Rebeka Warrior, l’amour à mort

Pépite de la rentrée littéraire, Toutes les vies, premier roman de la musicienne, chanteuse et DJ française Rebeka Warrior, est le récit intime d'une histoire d'amour anéantie par la maladie et la mort. Rebeka Warrior y raconte le chagrin, le deuil et son cheminement intérieur
On la connaissait survoltée dans des salles surchauffées, assénant à tue-tête «Laisse-moi t’embrasser, petit PD, moi aussi je peux t’aimer / Laisse-moi t’embrasser, petit PD, moi aussi je peux te sucer» sous la bannière de Sexy Sushi, ou psalmodiant de l’allemand sur l’électro post-punk de Kompromat, son duo avec Vitalic.
Leur dernier album, sorti ce début d’année, le beau et crépusculaire Playing / Praying, annonçait la couleur de Toutes les vies, son premier roman.
C’est de sa vie que parle Rebeka Warrior, et de celle de son ancien amour, Pauline, emportée par un cancer dans sa trentaine. Le récit débute avec l’annonce de la maladie – une boule dans le sein – et se mue en journal de bord de cette vie soudain en suspens, rythmée par les chimios. Le déni d’abord, puis le couple mis à mal par cette maladie qui prend désormais toute la place, l’espoir de guérir qui s’étiole, la douleur, l’effarement.
Comment survivre à la perte d’un grand amour?
Comment survivre à la perte d’un grand amour, comment continuer à vivre quand on est dévastée par le chagrin, annihilée par l’absence de l’autre? C’est de ce long travail de deuil dont il est question dans la deuxième partie du livre.
Rebeka y va par quatre chemins, prend plusieurs fois la tangente: des retraites dans des temples zen à une improbable cérémonie du peyotl en Équateur, de la composition d’un album en retrait du du monde, retranchée dans un vieux château, à un départ à Berlin pour s’étourdir sans limite sur les dancefloors.
«Je perds des petits bouts d’elle chaque jour.»
C’est surtout en lisant des philosophes qu’elle se consolera – une profusion de citations glanées dans ses lectures émaillent le livre, de Hermann Hesse à Taisen Deshimaru, en passant par Marc Aurèle, André Gide, Beauvoir et Rousseau.
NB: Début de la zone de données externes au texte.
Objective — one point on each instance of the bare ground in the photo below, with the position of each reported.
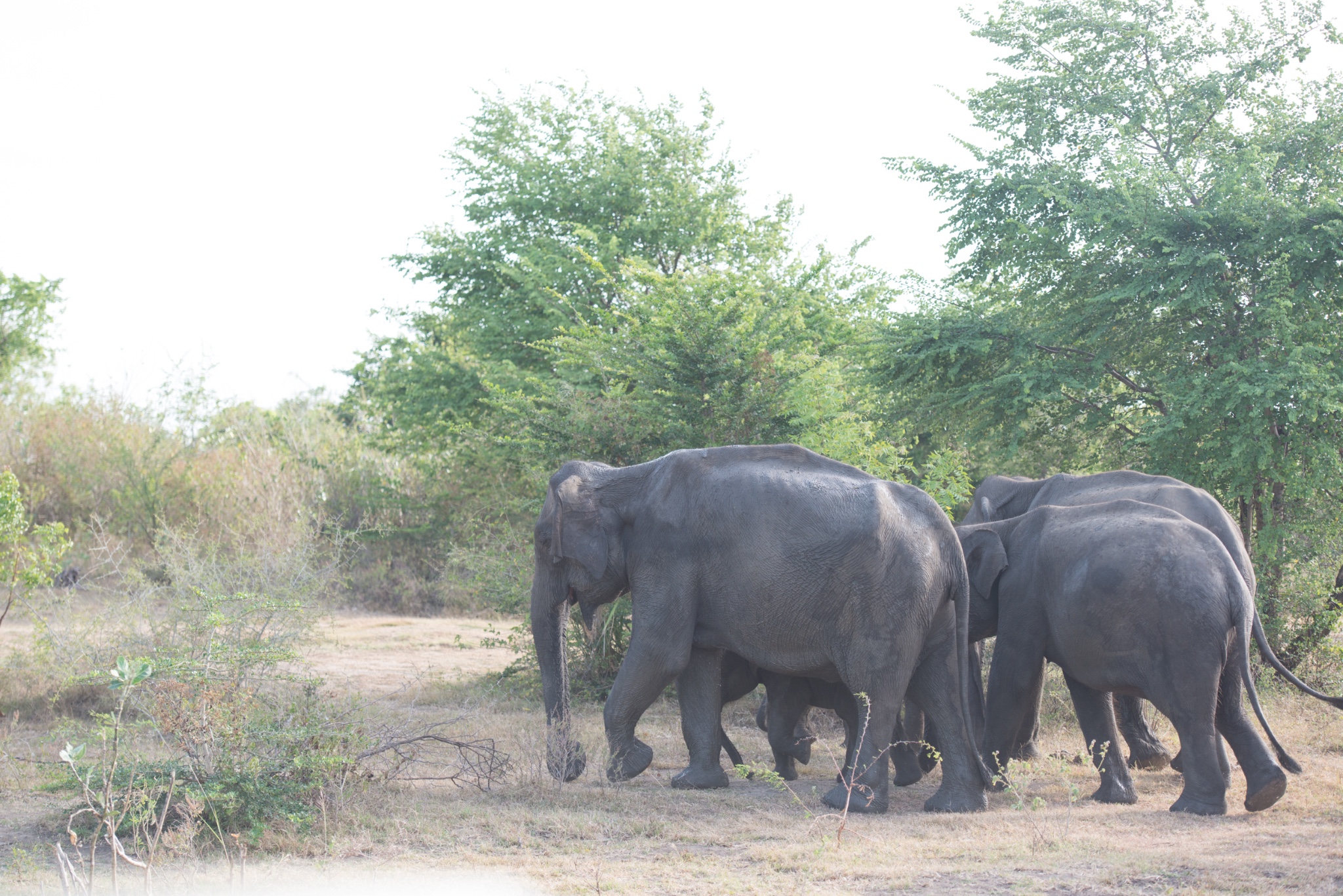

Son récit est également entrecoupé d’extraits de ses journaux intimes de l’époque, souvent déchirants — «Je perds des petits bouts d’elle chaque jour. Parfois je me surprends à vouloir que ce soit fini.»
Nul doute que l’écriture de Toutes les vies a été l’un de ces sentiers sinueux, pénibles mais salvateurs, qu’a empruntés Rebeka Warrior pour survivre — et parvenir à sublimer son désastre.